Tele Haiti
- Country: Haiti

Programming
- Languages: French, Haitian Creole

Ownership
- Owner: Access Haiti S.A.

History
- Launched: December 13, 1959; 66 years ago

Links
- Website: telehaiti.ht

= Tele Haiti =

Haitian cable TV company

Tele Haiti (French: Télé Haïti, stylized TeleHaiti) is a Haitian telecommunications company that operates a cable television network. It was founded in 1959 as Haiti's first television station, and it operated as a terrestrial service during its first decade. It is owned by Access Haiti S.A.

==History==
Télé Haïti's first broadcast took place on December 13, 1959. The station was founded under the initiative of American Gerald Bartell, and its transmitter was located in the sector of Boutiliers, broadcasting on VHF channel 5. The channel's financial difficulties in its early years resulted in a cut of its broadcasting hours (from over six hours every day of the week, to just one day per week from March 15, 1965).

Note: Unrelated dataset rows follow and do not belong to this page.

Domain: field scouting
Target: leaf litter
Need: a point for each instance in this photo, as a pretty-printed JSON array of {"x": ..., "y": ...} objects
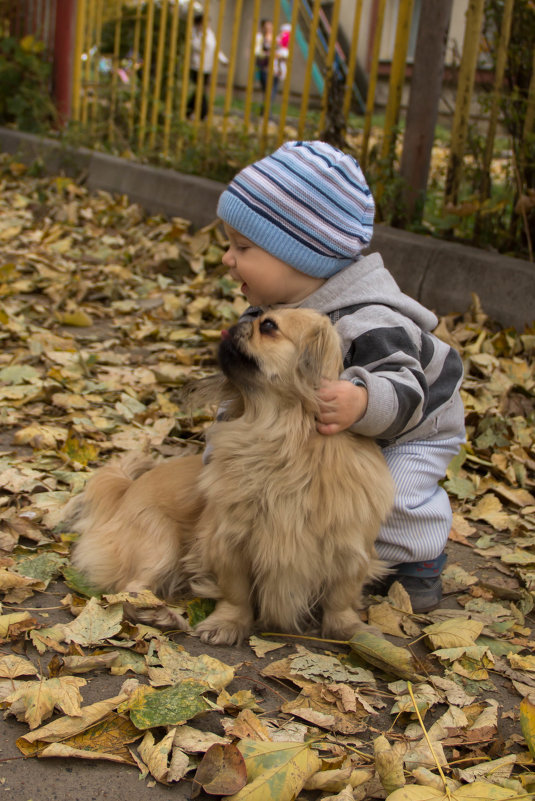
[{"x": 105, "y": 312}]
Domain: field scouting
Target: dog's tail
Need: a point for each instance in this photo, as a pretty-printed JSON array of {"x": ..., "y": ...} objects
[{"x": 103, "y": 491}]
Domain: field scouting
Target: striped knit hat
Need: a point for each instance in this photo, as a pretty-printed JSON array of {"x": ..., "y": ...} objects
[{"x": 307, "y": 204}]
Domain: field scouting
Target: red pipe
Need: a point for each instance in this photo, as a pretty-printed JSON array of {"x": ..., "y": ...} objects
[{"x": 64, "y": 44}]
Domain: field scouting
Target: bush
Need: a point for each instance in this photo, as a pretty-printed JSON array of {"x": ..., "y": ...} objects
[{"x": 25, "y": 99}]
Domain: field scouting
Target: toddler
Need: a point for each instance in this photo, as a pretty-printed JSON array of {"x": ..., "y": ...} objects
[{"x": 297, "y": 223}]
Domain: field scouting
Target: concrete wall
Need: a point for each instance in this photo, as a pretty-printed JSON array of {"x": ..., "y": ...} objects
[{"x": 441, "y": 275}]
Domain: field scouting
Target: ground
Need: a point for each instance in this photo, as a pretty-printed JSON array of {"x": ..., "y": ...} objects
[{"x": 104, "y": 314}]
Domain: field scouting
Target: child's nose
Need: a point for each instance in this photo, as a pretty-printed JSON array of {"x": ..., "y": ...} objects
[{"x": 228, "y": 259}]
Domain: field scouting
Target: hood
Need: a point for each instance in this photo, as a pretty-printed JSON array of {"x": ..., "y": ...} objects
[{"x": 368, "y": 281}]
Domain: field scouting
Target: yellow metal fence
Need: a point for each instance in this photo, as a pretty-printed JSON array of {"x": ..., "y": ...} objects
[{"x": 134, "y": 83}]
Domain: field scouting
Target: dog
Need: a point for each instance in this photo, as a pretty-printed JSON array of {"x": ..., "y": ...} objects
[{"x": 279, "y": 521}]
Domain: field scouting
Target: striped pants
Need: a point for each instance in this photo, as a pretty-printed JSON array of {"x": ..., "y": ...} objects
[{"x": 419, "y": 525}]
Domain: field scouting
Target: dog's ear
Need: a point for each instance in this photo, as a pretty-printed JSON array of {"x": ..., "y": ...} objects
[{"x": 322, "y": 356}]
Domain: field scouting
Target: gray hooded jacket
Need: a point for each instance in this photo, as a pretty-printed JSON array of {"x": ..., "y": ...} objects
[{"x": 412, "y": 377}]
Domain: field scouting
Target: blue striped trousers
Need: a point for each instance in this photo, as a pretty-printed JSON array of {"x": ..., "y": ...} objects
[{"x": 419, "y": 525}]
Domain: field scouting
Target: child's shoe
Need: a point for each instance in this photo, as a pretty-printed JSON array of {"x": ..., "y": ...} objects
[{"x": 421, "y": 580}]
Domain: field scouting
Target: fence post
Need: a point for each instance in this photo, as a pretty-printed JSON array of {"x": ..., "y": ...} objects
[
  {"x": 63, "y": 63},
  {"x": 422, "y": 111}
]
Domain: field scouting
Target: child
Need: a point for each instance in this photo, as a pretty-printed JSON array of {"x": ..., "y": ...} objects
[{"x": 297, "y": 223}]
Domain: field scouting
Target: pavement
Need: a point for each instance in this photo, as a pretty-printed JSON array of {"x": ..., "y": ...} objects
[{"x": 442, "y": 275}]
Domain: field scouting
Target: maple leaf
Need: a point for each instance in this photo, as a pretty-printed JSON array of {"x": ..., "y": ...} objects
[{"x": 36, "y": 700}]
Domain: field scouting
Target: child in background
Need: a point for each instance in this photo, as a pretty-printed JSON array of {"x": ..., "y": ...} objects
[{"x": 297, "y": 223}]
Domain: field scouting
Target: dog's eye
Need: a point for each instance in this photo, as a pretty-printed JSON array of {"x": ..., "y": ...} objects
[{"x": 268, "y": 326}]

A new contract signed between Tele Haiti and the Haitian State in December 1969 enabled the establishment of a cable television network, while also authorizing the channel to begin its color broadcasts. The system debuted in 1971, where Tele Haiti inaugurated a new two-channel system, on channels 2 and 4, subsequently abandoning the terrestrial station on channel 5.

In December 1974 the Haitian government announced Tele Haiti's end of the television monopoly — which generated uncertainties among the American investors (which controlled 87% of the company's stocks) over possible economical compensations on that regard— which was achieved with the launch of National Television of Haiti in 1979.

In 1982, under the helm of Philippe Bayard, and with the company nearing bankruptcy, the process to start relays of foreign channels started. In July 1985, the company's headquarters located at the Jean Jacques Dessalines Boulevard was destroyed by a fire, for which in 1987 a new building at the Harry Truman Boulevard in Port-au-Prince was built.

After being heavily damaged by the 2010 earthquake and suspending its operations, Télé Haiti announced the rebuilding of its network after the company's acquisition by Access Haiti S.A., restarting its activities in April 2012, this time by means of a wireless digital television system (unlike the cable system used before).